According to the Van Gogh Museum, “in the exhibition, we follow Van Gogh from his arrival in Auvers-sur-Oise, where he optimistically and ambitiously set to work, through to his last works. By this time, feelings of failure, loneliness, and melancholy had gained the upper hand, but Van Gogh nevertheless continued to make enormously powerful works. The exhibition also explores Van Gogh’s significance as an artist at the time, and how his reputation grew in the initial years after his death.”

Van Gogh and the Avant-Garde: The Modern Landscape

From May 14 to September 4, 2023, the Art Institute of Chicago presents “Van Gogh and the Avant-Garde: The Modern Landscape”. The Art Institute explains that “between the years 1882 and 1890, Post-Impressionist artists—such as Vincent van Gogh, Georges Seurat, Paul Signac, Emile Bernard, and Charles Angrand—flocked to villages on the fringes of Paris. There, they experimented with broken brushstrokes and contrasting colors to create an innovative style of painting, one that could have been established only through their collaborative efforts.”
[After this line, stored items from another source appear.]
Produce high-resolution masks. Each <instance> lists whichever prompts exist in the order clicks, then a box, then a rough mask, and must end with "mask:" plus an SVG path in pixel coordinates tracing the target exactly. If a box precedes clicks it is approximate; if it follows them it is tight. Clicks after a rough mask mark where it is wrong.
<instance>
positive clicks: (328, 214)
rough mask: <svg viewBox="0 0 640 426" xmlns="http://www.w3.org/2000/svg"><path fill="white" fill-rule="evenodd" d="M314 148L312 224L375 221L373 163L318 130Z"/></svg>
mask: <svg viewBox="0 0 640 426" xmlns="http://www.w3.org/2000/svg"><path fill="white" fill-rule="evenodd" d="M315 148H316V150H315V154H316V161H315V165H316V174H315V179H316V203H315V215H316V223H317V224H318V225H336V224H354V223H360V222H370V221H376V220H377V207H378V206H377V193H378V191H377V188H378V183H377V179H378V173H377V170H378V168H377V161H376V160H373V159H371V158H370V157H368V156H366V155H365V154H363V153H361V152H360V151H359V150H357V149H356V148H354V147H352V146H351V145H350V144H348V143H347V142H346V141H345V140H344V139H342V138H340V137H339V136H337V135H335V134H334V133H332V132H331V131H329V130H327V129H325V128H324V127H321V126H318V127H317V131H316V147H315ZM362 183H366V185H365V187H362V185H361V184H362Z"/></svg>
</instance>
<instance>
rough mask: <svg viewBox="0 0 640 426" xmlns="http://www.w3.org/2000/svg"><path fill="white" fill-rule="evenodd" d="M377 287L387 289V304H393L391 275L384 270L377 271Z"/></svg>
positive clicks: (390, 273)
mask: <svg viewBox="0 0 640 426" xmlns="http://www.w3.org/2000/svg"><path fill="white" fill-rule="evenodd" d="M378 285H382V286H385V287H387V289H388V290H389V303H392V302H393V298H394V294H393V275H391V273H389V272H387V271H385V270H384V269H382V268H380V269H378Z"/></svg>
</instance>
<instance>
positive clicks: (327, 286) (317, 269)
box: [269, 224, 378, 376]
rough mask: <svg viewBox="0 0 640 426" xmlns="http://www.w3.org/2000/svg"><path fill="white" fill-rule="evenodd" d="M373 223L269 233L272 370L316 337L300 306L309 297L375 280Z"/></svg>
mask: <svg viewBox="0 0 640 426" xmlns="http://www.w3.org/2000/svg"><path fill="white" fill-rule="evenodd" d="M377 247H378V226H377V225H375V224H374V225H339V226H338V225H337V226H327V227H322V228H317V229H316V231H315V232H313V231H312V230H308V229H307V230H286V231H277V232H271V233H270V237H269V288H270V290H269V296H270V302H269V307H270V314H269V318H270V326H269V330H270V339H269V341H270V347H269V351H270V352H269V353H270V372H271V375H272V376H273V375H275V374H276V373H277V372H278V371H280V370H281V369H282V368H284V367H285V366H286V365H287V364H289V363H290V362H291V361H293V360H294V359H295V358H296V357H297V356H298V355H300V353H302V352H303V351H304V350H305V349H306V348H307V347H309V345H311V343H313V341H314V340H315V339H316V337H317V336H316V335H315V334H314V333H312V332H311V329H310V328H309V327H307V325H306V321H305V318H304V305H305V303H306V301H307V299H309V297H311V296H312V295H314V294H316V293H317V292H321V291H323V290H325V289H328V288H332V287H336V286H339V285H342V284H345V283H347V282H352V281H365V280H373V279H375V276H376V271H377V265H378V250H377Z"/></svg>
Unlike the Impressionists who in the 1870s had spent significant time in tourist locations south of the city along the Seine, the Post-Impressionists preferred the northwestern suburbs around Asnières. This region had previously been a popular spot for recreation and relaxation but became increasingly populated with coal and gas facilities in the last decades of the 19th century. Rather than serving as obstacles to their explorations of sunlight, water, and the colors of nature, the visual vocabulary of these industrialized suburbs—the bridges, embankments, factories, parks, and villages—became vehicles for Van Gogh and his colleagues to experiment with color and paint application.